Use the `save_snippet` MCP tool on the `shared-skills` server.
 
Workspace: ask me which workspace to save to if I haven't said.
Title: come up with something short and descriptive.
Body: the relevant block(s) of our conversation, cleaned up.
Tags: 2-3 relevant ones.
Visibility: "workspace" by default.
 
Confirm the snippet id after saving.

Now anyone on the team can type /snippet and Claude will use the MCP tool to capture the moment. Pair with /find <topic> (use list_snippets) and /load <topic> (chain list_snippetsget_snippet) for the full "shared skills" experience.

6. What you built

Counting from step 1:

  • A multi-tenant MCP server, deployed to Supabase Edge Functions.
  • OAuth 2.1 with dynamic client registration, PKCE, JWKS-verified bearer tokens, and RFC 8707 audience binding.
  • A Postgres schema with workspaces, member roles, and snippet visibility — entirely policed by Row-Level Security.
  • Seven MCP tools (list_snippets, get_snippet, save_snippet, share_snippet, list_workspaces, create_workspace, invite_to_workspace) and three MCP resource types.
  • A production checklist covering rate limits, observability, backups, and security review.

The end-to-end thing your teammates see: they run claude mcp add shared-skills <url>, sign in once, and from then on every Claude session knows their entire team's prompt library.

7. Where to take it next

A few directions, depending on what you want:

  • Versioning snippets. Add a snippet_versions table that captures each edit. save_snippet writes both. Adds an undo, plus an audit trail for "who wrote this prompt and when."
  • Snippet variables. Add a templating layer — {{topic}}, {{audience}} — so a saved prompt can be partially filled by Claude before use.

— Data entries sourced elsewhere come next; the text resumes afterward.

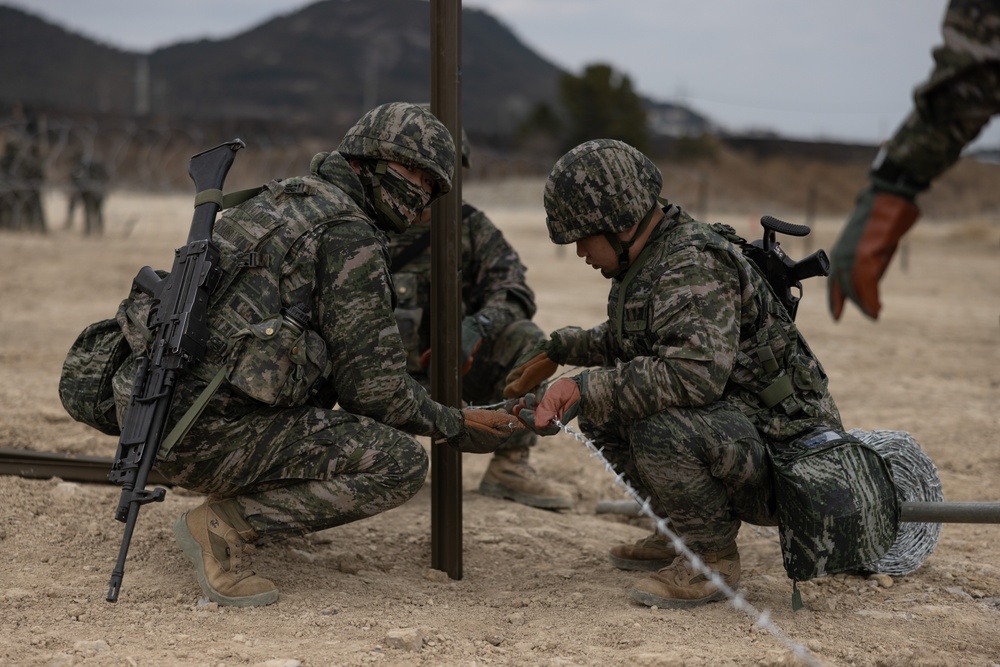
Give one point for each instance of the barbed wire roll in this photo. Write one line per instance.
(916, 479)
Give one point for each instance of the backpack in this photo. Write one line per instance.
(836, 504)
(85, 383)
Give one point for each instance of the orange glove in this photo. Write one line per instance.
(529, 374)
(561, 401)
(865, 247)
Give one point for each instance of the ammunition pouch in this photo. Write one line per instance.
(277, 363)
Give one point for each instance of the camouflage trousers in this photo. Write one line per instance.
(484, 383)
(705, 468)
(298, 470)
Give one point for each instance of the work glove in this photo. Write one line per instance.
(472, 340)
(561, 401)
(533, 368)
(484, 430)
(865, 247)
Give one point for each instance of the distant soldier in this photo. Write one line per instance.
(950, 108)
(22, 175)
(496, 331)
(89, 184)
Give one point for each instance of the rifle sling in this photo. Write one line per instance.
(185, 423)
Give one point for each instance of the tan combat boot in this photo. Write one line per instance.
(651, 553)
(678, 586)
(509, 476)
(216, 538)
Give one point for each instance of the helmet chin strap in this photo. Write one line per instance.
(621, 248)
(397, 223)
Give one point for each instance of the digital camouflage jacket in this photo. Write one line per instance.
(960, 97)
(690, 323)
(311, 236)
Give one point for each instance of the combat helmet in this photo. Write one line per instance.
(410, 135)
(601, 187)
(466, 147)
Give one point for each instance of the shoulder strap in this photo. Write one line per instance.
(411, 252)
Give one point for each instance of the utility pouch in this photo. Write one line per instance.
(277, 362)
(85, 382)
(836, 504)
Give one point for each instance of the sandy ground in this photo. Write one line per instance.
(537, 588)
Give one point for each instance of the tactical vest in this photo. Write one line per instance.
(780, 383)
(261, 347)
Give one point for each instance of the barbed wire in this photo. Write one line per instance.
(737, 601)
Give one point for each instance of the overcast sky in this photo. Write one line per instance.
(839, 69)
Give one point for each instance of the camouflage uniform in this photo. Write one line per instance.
(312, 466)
(675, 399)
(497, 308)
(494, 295)
(950, 109)
(959, 98)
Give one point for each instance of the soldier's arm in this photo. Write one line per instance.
(695, 323)
(958, 100)
(356, 320)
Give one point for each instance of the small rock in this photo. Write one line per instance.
(515, 619)
(350, 564)
(62, 660)
(407, 639)
(90, 648)
(430, 574)
(65, 489)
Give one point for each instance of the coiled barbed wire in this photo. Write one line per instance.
(916, 480)
(762, 619)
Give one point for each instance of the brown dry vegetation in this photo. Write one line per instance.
(537, 588)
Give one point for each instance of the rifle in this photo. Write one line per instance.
(178, 322)
(781, 271)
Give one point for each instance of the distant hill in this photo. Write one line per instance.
(322, 65)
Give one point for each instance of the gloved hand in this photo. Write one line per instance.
(472, 340)
(534, 367)
(484, 430)
(862, 253)
(561, 401)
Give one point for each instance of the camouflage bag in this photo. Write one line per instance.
(85, 383)
(836, 504)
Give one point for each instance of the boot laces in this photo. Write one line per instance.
(242, 560)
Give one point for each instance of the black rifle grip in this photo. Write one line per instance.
(208, 170)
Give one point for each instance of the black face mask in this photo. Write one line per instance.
(397, 201)
(621, 248)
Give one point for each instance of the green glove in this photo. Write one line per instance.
(561, 401)
(484, 430)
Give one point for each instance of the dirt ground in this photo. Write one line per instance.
(537, 587)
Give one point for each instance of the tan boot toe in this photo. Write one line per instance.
(216, 539)
(679, 586)
(651, 553)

The MCP tool surface stays the same; the change is in how Claude reads and uses the body.
  • A web admin UI. Same Supabase project, a Next.js app on Vercel reading/writing the same snippets table. RLS already does the multi-tenancy; you're just adding a different surface.
  • Convert this into a Smithery-style public listing. Smithery and the MCP Registry let users discover hosted MCP servers; the auth + multi-tenancy you built is what makes it safe to do that.

You shipped a small, real thing that does something genuinely useful. That's the whole win.